Chemical composition is mass%,
C: 0.050 to 0.100%,
Si: 0 to 0.50%,
Mn: 1.20 to 1.70%,
P: 0.020% or less,
S: 0.0050% or less,
N: 0 to 0.0080%,
B: 0.0003 to 0.0030%,
Ti: 0.003-0.030%,
Nb: 0.003 to 0.050%,
Cr: 0 to 2.00%
Mo: 0-0.90%
Al: 0 to 0.100%,
Cu: 0 to 0.50%,
Ni: 0 to 0.50%,
V: 0 to 0.100%,
W: 0 to 0.50%,
Ca: 0 to 0.0030%,
Mg: 0 to 0.0030%,
REM: 0 to 0.0030%,
Balance: Fe and impurities,
And
When the total content of one or both of Cr and Mo is 0.20% or more and the Mo content is more than 0.50%, the Cr content is 0.80% or less,
DI calculated | required by following formula 1 is 2.0-7.8,
Pcm calculated | required by following formula 2 is 0.189% or more,
Including one or two of martensite and bainite having a metal structure with a total area ratio of 99% or more,
The aspect ratio of the prior austenite grains is 2.0 or more,
The number fraction of cementite having a length in the major axis direction of 1.0 μm or more with respect to cementite having a length in the major axis direction of 0.1 μm or more is 5% or less,
The plate thickness is 4.5 mm to 20 mm,
A high strength steel plate having a yield strength of 885 MPa or more, a tensile strength of 950 MPa or more, a breaking elongation of 12% or more, and a Charpy absorbed energy at -20 ° C of 59 J / cm ² or more.
DI = [C] ^0.5 × {0.34 × (1 + 0.64 × [Si]) × (1 + 4.1 × [Mn]) × (1 + 0.27 × [Cu]) × (1 + 0.52 × [ Ni]) × (1 + 2.33 × [Cr]) × (1 + 3.14 × [Mo])} × 1.2 (Formula 1)
Pcm = [C] + [Si] / 30 + [Mn] / 20 + [Cu] / 20 + [Ni] / 60 + [Cr] / 20 + [Mo] / 15 + [V] / 10 + 5 × [B] (formula 2)
However, [C], [Si], [Mn], [Cu], [Ni], [Cr], [Mo], [V], and [B] in Formula 1 and Formula 2 are the values of each element.
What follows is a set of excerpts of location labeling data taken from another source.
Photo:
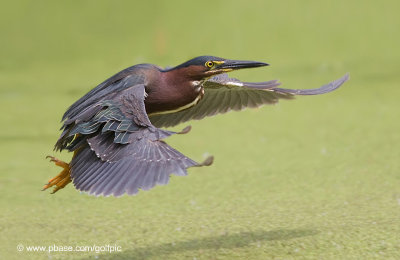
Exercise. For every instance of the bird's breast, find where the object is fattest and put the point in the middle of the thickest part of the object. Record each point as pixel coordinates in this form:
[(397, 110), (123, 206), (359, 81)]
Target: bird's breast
[(172, 98)]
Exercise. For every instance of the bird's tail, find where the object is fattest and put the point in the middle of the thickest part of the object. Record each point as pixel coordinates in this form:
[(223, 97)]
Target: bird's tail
[(144, 164)]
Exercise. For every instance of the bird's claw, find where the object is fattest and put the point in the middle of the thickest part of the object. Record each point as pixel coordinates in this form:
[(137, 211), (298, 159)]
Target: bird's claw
[(62, 179)]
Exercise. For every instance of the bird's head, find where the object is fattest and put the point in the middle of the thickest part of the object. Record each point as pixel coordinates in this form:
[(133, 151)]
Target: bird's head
[(203, 67)]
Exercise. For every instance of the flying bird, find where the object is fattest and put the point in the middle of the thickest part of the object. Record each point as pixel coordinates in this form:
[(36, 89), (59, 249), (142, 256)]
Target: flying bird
[(115, 130)]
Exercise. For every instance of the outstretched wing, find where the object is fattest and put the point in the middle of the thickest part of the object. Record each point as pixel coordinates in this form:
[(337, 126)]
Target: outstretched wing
[(117, 149), (222, 94)]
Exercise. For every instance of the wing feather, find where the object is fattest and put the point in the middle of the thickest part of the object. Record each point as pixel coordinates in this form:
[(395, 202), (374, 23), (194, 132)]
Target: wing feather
[(223, 94)]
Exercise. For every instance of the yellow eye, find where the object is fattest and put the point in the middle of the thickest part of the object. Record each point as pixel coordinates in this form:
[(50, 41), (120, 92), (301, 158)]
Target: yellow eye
[(209, 64)]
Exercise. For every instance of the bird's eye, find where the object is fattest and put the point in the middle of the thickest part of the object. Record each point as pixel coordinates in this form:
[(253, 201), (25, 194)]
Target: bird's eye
[(209, 64)]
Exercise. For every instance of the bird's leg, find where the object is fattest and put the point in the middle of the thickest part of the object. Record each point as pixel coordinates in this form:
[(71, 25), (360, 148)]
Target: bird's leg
[(62, 179)]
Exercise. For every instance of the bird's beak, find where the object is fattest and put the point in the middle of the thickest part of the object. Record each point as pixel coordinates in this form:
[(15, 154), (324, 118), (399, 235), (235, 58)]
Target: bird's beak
[(229, 65)]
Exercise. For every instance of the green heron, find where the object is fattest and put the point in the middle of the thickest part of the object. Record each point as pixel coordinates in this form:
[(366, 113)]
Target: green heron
[(114, 130)]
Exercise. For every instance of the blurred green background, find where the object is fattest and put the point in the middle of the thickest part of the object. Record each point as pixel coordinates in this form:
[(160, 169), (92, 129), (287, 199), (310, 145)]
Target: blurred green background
[(314, 178)]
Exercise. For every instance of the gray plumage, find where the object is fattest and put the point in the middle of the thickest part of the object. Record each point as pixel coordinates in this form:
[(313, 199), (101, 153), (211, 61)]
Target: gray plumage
[(119, 149)]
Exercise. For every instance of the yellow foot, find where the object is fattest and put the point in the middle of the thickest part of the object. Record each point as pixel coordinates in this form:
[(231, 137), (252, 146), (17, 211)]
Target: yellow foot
[(62, 179)]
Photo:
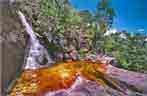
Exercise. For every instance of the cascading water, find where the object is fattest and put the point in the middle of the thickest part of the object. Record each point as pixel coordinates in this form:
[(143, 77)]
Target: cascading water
[(37, 52)]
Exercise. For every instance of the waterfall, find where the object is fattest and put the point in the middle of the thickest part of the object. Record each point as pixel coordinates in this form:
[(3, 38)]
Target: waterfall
[(38, 55)]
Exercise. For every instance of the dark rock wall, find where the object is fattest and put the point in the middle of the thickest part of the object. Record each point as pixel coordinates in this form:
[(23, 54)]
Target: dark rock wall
[(13, 41)]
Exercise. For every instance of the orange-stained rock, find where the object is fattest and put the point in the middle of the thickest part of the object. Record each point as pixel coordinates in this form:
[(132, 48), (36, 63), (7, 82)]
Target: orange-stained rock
[(60, 76)]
It is a content in mass%, and when not including, it calculates as 0.   The high-strength steel sheet according to claim 1, wherein the metal structure includes martensite having an area ratio of 90% or more. % By mass
Cu: 0 to 0.25%,
The high-strength steel sheet according to claim 1 or 2, wherein % By mass
Ni: 0 to 0.25%,
The high-strength steel sheet according to any one of claims 1 to 3, wherein the steel sheet is high-strength steel sheet. % By mass
V: 0 to 0.050%,
The high-strength steel sheet according to any one of claims 1 to 4, wherein % By mass
W: 0 to 0.05%,
The high-strength steel sheet according to any one of claims 1 to 5, wherein the steel sheet has high strength.   The said plate | board thickness is 4.5 mm-15 mm, The high strength steel plate as described in any one of Claims 1-6 characterized by the above-mentioned.   The [Mo] / [Cr]) is 0.20 or more when the Mo content is [Mo] and the Cr content is [Cr]. The high-strength steel sheet according to item. The high-strength steel sheet according to claim 8, wherein Charpy absorbed energy at −40 ° C. is 59 J / cm ² or more.   The high-strength steel sheet according to any one of claims 1 to 9, wherein the Pcm is 0.196% or more.